Peter Jackson did a great job of bringing Middle Earth to life with The Lord of the Rings, so I was psyched to see what he could do with The Hobbit. I saw The Hobbit: An Unexpected Journey in 3D, in 48 fps and I was not disappointed.
The movie had stunning visuals. With the 48 fps, it almost felt like I was in the movie. The extra frames per second was a bit jumpy in several parts of the movie. But overall, I could tell the difference with the faster frame rate, which made it even more defined than just normal 3D.
With the 3D visuals, the rolling hills of the Shire were immediately striking. The battle scenes put the viewer right into the action. For example, when the wargs were chasing after the party, there were close-ups on the warg’s face and it made me it feel as if I was the one being chased up a tree. And when the party is captured by the goblins, I felt like I was also there under the mountain surrounded by the hoards.
The Hobbit is a lighter story and has a great deal of humor in it, unlike LotR. The movie is the same, especially centered around Martin Freeman as Bilbo. His expressions alone caused me to roar with laughter as he tries to deal with the invasion of the Dwarves in his hobbit hole.
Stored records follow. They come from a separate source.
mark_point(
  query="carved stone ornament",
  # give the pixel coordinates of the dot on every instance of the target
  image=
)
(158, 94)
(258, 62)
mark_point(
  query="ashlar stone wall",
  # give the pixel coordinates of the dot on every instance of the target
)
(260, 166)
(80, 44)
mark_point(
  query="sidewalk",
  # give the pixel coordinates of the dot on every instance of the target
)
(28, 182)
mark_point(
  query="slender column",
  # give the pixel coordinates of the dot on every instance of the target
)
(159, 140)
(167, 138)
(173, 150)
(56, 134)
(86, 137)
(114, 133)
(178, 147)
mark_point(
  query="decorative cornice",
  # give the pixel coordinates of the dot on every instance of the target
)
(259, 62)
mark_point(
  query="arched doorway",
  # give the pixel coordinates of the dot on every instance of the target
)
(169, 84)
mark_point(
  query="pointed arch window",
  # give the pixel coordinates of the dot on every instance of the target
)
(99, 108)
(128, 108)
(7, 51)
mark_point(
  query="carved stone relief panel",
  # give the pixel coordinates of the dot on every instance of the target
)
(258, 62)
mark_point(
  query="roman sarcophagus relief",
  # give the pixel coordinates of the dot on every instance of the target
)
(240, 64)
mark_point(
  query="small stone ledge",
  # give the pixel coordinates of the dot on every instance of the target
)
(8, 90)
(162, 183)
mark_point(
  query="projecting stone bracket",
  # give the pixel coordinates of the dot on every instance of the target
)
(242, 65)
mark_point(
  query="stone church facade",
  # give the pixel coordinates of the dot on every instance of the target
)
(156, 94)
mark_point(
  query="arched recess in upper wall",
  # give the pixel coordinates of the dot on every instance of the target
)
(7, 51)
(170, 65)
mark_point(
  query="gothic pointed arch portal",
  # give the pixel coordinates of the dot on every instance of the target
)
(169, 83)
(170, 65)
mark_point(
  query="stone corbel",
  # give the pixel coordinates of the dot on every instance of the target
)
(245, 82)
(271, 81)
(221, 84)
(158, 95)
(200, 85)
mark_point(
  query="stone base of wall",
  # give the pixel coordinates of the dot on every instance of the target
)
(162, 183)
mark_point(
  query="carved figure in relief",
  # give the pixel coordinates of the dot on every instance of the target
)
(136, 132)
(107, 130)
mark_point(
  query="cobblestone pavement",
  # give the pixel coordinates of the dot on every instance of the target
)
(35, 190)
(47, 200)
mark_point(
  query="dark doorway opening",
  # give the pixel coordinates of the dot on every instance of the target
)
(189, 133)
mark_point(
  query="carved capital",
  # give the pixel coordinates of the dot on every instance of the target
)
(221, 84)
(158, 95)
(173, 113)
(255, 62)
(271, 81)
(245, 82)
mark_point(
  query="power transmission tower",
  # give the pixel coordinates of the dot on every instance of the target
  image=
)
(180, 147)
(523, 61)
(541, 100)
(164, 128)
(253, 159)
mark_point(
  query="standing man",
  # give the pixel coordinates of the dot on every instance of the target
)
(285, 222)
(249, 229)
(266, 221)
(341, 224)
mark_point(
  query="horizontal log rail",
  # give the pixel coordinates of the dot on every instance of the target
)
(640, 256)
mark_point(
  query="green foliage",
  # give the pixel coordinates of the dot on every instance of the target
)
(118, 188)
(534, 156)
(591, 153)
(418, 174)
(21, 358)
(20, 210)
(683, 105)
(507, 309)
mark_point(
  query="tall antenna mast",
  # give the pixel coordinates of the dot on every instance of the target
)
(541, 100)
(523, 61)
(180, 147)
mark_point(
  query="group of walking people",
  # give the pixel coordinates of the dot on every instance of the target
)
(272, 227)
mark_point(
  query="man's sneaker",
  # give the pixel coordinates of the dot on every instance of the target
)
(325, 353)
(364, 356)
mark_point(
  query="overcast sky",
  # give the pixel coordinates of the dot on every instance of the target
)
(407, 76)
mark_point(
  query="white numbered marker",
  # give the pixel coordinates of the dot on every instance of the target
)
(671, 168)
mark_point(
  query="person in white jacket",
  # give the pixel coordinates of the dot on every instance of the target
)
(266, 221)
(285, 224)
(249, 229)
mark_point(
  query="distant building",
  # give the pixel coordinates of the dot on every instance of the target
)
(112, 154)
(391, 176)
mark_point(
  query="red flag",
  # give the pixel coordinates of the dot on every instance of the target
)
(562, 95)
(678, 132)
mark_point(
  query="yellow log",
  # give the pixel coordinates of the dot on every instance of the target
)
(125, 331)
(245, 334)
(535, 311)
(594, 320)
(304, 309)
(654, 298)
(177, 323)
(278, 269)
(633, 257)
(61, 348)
There are more laughs in the sequence when everyone is captured by the trolls and Bilbo must talk his way out of being eaten. Even during the riddle game with Gollum, the humor remains. Freeman was a perfect choice for Bilbo.
The last time I read The Hobbit was a while back, so I was a little fuzzy on the details of the story. The movie seemed to be very faithful to the book but there were obviously some scenes added to the movie, such as the Rivendell sequences that included both Galadriel and Saruman. As noted in the appendixes of the LotR stories, Saruman tries to put the breaks on Gandalf’s work. And there’s a short original scene between Galadriel and Gandalf where she supports his decisions and encourages him to continue.
There was quite a bit of foreshadowing of the events that will happen in the LotR trilogy, but it also worked well in the course of this movie.
While the journey represents the physical one that the dwarves, Bilbo and Gandalf take to the Lonely Mountain, we also see Bilbo’s emotional journey as he finds out who he truly is inside, which is the heart of the story. Even though there are two more movies to go, Bilbo is transformed from a homebody to someone who is willing to risk his own life to save another’s. This is a story of hope and trying to find your way home.
I would highly recommend everyone to see The Hobbit: The Unexpected Journey. It is a wonderful adaption that I think really captures Tolkien’s story. I would also recommend seeing in 3D with the new 48 fps because it makes the movie so amazingly beautiful, even more so than regular 3D.